If the hypothetical couple bumps its deferral to 10% over 30 years, the household could expect to accumulate $594,000, with a 90% probability that account would total between $301,000 and $1.2 million. Finally. saving 8% of pay over 40 years, the household could expect to accumulate $844,000, with a 90% chance that the account would end up somewhere between $370,000 and $2 million.

For a household with median annual earnings, a 6% percent deferral will, at the median likely rate of return, grow over 40 years to an amount that, if converted to an annuity, would replace more than half of the household’s average pre-retirement earnings, according to the study.
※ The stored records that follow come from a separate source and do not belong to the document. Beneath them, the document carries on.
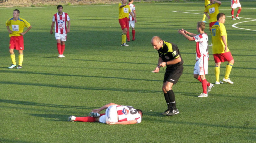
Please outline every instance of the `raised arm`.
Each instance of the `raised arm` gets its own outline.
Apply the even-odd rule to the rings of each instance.
[[[115,103],[110,103],[109,104],[107,104],[103,106],[102,107],[100,107],[100,108],[99,108],[98,109],[92,110],[92,112],[94,112],[94,113],[99,113],[102,110],[108,108],[108,107],[109,107],[109,106],[112,106],[112,105],[119,105],[116,104]]]

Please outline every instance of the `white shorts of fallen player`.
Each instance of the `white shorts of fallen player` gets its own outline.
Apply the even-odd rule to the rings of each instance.
[[[99,117],[99,122],[106,123],[107,121],[118,122],[118,115],[116,110],[117,105],[112,105],[108,107],[106,114]]]
[[[238,3],[237,4],[233,4],[231,5],[231,7],[232,9],[236,9],[237,7],[241,7],[240,3]]]
[[[208,57],[201,56],[198,59],[194,67],[194,74],[199,75],[208,74]]]
[[[67,34],[60,34],[58,33],[55,33],[55,38],[56,40],[60,39],[61,41],[66,41],[67,38]]]

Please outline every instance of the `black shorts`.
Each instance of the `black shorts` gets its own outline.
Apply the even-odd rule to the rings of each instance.
[[[181,76],[181,74],[182,74],[183,68],[183,65],[179,65],[172,68],[167,68],[165,75],[164,75],[163,82],[168,81],[174,84],[176,84]]]

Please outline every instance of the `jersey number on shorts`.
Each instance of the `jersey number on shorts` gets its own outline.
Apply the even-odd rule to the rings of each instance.
[[[129,109],[130,113],[133,115],[137,113],[136,109],[133,108],[132,106],[127,106],[128,109]]]

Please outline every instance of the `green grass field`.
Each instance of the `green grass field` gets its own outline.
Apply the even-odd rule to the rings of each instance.
[[[135,3],[136,40],[128,47],[120,46],[117,5],[64,6],[71,27],[62,59],[57,58],[50,34],[56,6],[0,8],[0,142],[255,142],[256,1],[241,5],[240,20],[231,20],[230,1],[220,7],[226,15],[234,84],[215,85],[205,98],[197,97],[201,84],[193,76],[196,43],[177,32],[184,28],[197,33],[203,2]],[[32,28],[24,36],[23,68],[9,69],[5,21],[16,8]],[[243,29],[232,27],[238,23]],[[150,43],[155,35],[176,44],[184,61],[183,74],[173,86],[180,113],[173,116],[160,115],[166,105],[163,70],[151,72],[158,58]],[[210,49],[206,78],[214,83],[212,53]],[[221,79],[226,64],[221,65]],[[110,102],[142,109],[141,123],[67,121]]]

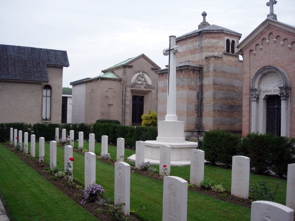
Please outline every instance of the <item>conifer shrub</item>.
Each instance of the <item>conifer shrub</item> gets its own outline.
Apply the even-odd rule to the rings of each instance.
[[[212,164],[218,163],[226,167],[231,166],[232,157],[236,155],[236,145],[239,140],[239,136],[230,132],[206,132],[202,143],[205,159]]]

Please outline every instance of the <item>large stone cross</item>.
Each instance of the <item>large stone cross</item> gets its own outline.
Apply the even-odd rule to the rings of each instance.
[[[269,6],[270,13],[267,15],[267,18],[277,20],[276,15],[273,13],[273,5],[276,4],[277,1],[275,0],[269,0],[269,1],[266,2],[266,5]]]
[[[176,36],[169,36],[169,48],[163,50],[164,55],[169,55],[167,115],[165,120],[177,120],[176,115],[176,53],[181,52],[179,46],[176,45]],[[171,55],[171,53],[172,55]]]

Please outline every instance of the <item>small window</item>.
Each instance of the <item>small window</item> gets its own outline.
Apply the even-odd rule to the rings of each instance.
[[[232,41],[232,45],[231,45],[231,52],[232,52],[232,54],[235,54],[235,48],[236,48],[236,42],[235,42],[235,41],[234,41],[233,40]]]
[[[43,93],[42,118],[43,120],[50,120],[51,104],[51,87],[44,86]]]
[[[230,39],[226,39],[226,52],[228,53],[230,53],[231,42]]]

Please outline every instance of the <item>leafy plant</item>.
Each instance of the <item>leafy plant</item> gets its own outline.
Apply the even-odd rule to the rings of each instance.
[[[148,169],[150,166],[150,164],[149,163],[149,161],[148,161],[147,162],[142,162],[139,164],[138,164],[139,166],[139,169],[140,170],[147,171]]]
[[[83,191],[84,198],[81,201],[81,204],[85,204],[86,201],[94,202],[98,197],[104,193],[105,191],[102,187],[96,183],[90,184],[87,187],[86,191]]]
[[[261,181],[260,184],[251,186],[249,189],[249,197],[254,201],[266,200],[274,201],[276,192],[279,188],[277,183],[275,191],[273,192],[266,185],[266,181]]]
[[[142,126],[151,126],[156,127],[158,124],[158,115],[157,113],[151,112],[149,110],[148,113],[142,115]]]
[[[213,185],[211,189],[212,191],[216,192],[223,193],[225,191],[225,189],[222,186],[222,184]]]
[[[211,179],[206,177],[200,182],[200,186],[206,190],[210,190],[214,185],[214,182]]]
[[[66,166],[66,169],[64,170],[64,175],[65,176],[64,178],[66,184],[68,186],[70,186],[72,183],[73,172],[71,169],[70,169],[70,168],[72,168],[71,164],[74,161],[74,160],[72,157],[70,157],[69,160],[70,161],[66,163],[67,165]]]
[[[164,176],[169,176],[170,175],[170,170],[167,169],[167,166],[164,165],[161,169],[162,172],[164,174]]]

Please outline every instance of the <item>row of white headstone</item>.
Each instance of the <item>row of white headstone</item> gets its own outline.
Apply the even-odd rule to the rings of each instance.
[[[73,140],[73,137],[70,140]],[[10,139],[12,140],[13,129],[10,130]],[[79,132],[79,141],[83,134]],[[14,130],[15,144],[17,141],[16,137],[17,130]],[[28,153],[28,133],[24,135],[24,150],[27,146]],[[90,141],[90,137],[91,139]],[[19,132],[19,142],[22,142],[22,132]],[[72,138],[72,139],[71,138]],[[106,143],[107,153],[107,136],[102,137],[102,143]],[[93,140],[93,141],[92,141]],[[90,184],[95,182],[96,155],[94,153],[93,134],[89,134],[89,151],[85,153],[85,190]],[[31,135],[31,155],[34,157],[34,135]],[[93,149],[90,150],[90,142],[93,142]],[[32,143],[33,144],[32,145]],[[82,142],[83,143],[83,142]],[[117,139],[117,162],[115,163],[115,203],[124,202],[124,212],[129,214],[130,209],[130,166],[123,162],[124,160],[124,139],[123,138]],[[92,146],[92,145],[91,145]],[[50,141],[50,167],[53,169],[56,166],[56,147],[57,141]],[[83,148],[83,146],[81,147]],[[136,142],[136,166],[138,167],[140,163],[145,162],[145,144],[143,141]],[[160,170],[162,175],[167,175],[161,168],[165,168],[166,171],[170,171],[171,147],[163,145],[160,147]],[[44,139],[39,138],[39,161],[44,161]],[[191,169],[190,182],[192,184],[199,185],[200,182],[204,179],[205,152],[201,150],[191,150]],[[69,158],[73,157],[73,147],[66,145],[64,148],[64,165],[69,162]],[[72,162],[69,162],[72,166],[68,169],[72,172]],[[164,166],[165,166],[164,167]],[[232,191],[233,195],[247,198],[249,194],[249,183],[250,175],[250,159],[241,156],[235,156],[233,157],[233,168],[232,172]],[[272,218],[274,220],[291,221],[293,220],[294,210],[295,209],[295,164],[288,165],[287,178],[287,188],[286,206],[273,202],[258,201],[253,202],[251,206],[251,221],[261,220],[264,217]],[[72,179],[72,177],[71,177]],[[185,180],[176,176],[170,176],[164,178],[164,189],[163,198],[163,220],[186,220],[187,204],[187,182]],[[176,197],[176,195],[177,197]]]

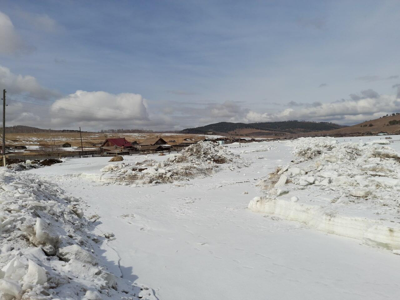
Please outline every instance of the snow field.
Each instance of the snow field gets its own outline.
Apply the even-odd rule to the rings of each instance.
[[[24,172],[56,181],[69,193],[82,197],[81,204],[89,205],[85,213],[102,216],[94,223],[95,230],[113,232],[116,238],[101,247],[107,261],[114,262],[107,264],[108,269],[114,274],[120,270],[124,278],[151,286],[160,300],[396,298],[397,256],[247,209],[264,188],[256,186],[258,181],[275,166],[299,160],[286,142],[248,143],[244,149],[268,145],[274,148],[262,153],[231,149],[246,165],[252,162],[249,167],[232,170],[230,163],[218,164],[220,171],[210,176],[140,187],[105,185],[95,179],[110,164],[108,158],[71,159]],[[149,158],[161,163],[168,156],[129,156],[124,162]],[[309,163],[315,160],[302,163]],[[272,188],[283,172],[271,178]],[[291,184],[279,187],[279,199],[322,206],[334,198],[317,186],[301,189]],[[362,209],[337,205],[343,211],[336,207],[332,210],[377,219],[390,214],[389,207],[379,205],[377,211],[381,214],[375,214],[368,204]],[[391,216],[386,222],[396,220]]]
[[[302,138],[288,144],[296,159],[258,183],[267,191],[250,209],[400,249],[400,156],[387,140]]]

At a 10% contribution rate, the annuity value of the account would replace more than 90% of the household’s pre-retirement earnings, assuming rates of return are at the median.

“This variability in rates of return is something over which workers have no control, and which will inevitably lead to some uncertainty in retirement planning,” the authors wrote. “While it may be easier for workers to focus on what they are likely to accumulate in their retirement accounts “on average,’ ignoring the variability of investment rates of return could lead to poor decisions that might be avoided if workers were better informed about the way that variability in investment rates of return can affect their retirement savings over time.”